Adeus, porém comigo serás, sempre irás dentro

de uma gota de sangue que circule em minhas veias ou fora,

beijo que me abrasa o rosto ou cinturão de fogo na cintura.

Doce minha, recebe o grande amor que me saiu da vida e que em ti não achava

território como o explorador perdido nas ilhas do pão e do mel.

Eu te encontrei depois da tormenta, a chuva lavou o ar,

na água, teus doces pés brilharam como peixes.

Adorada, me vou a meus combates.

Arranharei a terra para te fazer uma cova e ali teu Capitão te esperará com

flores sobre o leito.
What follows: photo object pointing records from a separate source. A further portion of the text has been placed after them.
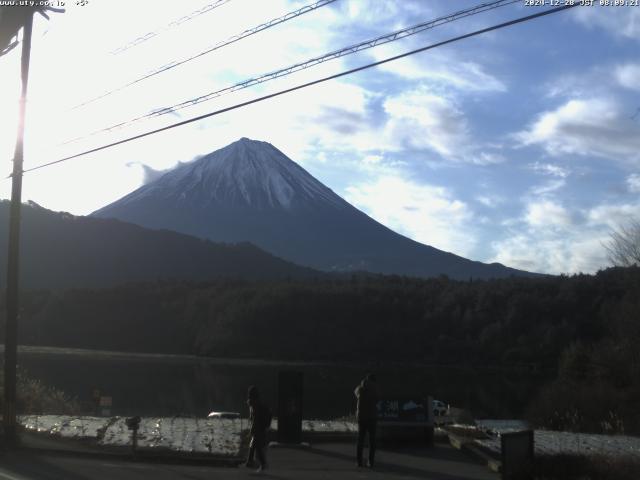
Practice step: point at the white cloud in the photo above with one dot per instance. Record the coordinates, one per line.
(443, 71)
(633, 183)
(425, 213)
(547, 187)
(598, 127)
(612, 215)
(628, 75)
(622, 22)
(549, 238)
(490, 201)
(547, 214)
(551, 252)
(420, 119)
(550, 169)
(423, 120)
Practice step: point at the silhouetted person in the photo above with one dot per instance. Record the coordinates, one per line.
(366, 413)
(260, 421)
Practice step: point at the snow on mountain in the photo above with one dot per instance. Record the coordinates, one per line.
(245, 173)
(250, 191)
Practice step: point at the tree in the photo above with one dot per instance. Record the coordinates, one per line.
(624, 244)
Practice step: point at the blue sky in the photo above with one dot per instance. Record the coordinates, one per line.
(520, 146)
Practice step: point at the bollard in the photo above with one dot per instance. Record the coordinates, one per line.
(133, 424)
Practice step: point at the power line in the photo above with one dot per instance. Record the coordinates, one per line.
(235, 38)
(175, 23)
(390, 37)
(308, 84)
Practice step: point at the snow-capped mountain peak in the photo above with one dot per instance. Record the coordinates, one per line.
(247, 172)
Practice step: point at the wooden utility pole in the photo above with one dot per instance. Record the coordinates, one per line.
(13, 259)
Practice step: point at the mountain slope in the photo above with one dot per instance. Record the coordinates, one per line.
(250, 191)
(60, 250)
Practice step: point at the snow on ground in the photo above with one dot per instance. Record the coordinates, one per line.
(214, 436)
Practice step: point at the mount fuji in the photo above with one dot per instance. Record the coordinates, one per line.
(250, 191)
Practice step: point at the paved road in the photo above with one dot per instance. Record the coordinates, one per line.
(322, 461)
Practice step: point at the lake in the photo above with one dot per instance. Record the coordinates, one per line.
(166, 385)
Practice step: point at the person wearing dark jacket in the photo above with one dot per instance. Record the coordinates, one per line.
(260, 421)
(367, 396)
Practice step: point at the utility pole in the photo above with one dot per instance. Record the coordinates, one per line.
(13, 259)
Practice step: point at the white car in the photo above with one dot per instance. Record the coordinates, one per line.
(440, 408)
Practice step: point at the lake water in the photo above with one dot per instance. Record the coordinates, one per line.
(157, 385)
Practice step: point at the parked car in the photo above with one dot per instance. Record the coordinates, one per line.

Não penses mais, amada,

no tormento que passou entre nós dois como um raio de fósforo nos deixando talvez,

a queimadura.

A paz chegou também porque regresso à luta em minha terra,

e como tenho o coração completo com a parte do sangue que me deste para sempre,

e como levo minhas mãos cheias do teu ser desnudo,

olha-me, pelo mar, que vou radiante, olha-me pela noite que navego,

e o mar e a noite, amor, serão os teus olhos.

Eu não saio de ti quando me afasto.

Agora vou te contar: vai ser tua a minha terra, vou conquistá-la,

não só para te dar, mas para dar a todos, para todo o meu povo.

Um dia o ladrão deixará a sua torre, e o invasor será expulso.

E todos os frutos da vida crescerão em minhas mãos acostumadas antes à pólvora.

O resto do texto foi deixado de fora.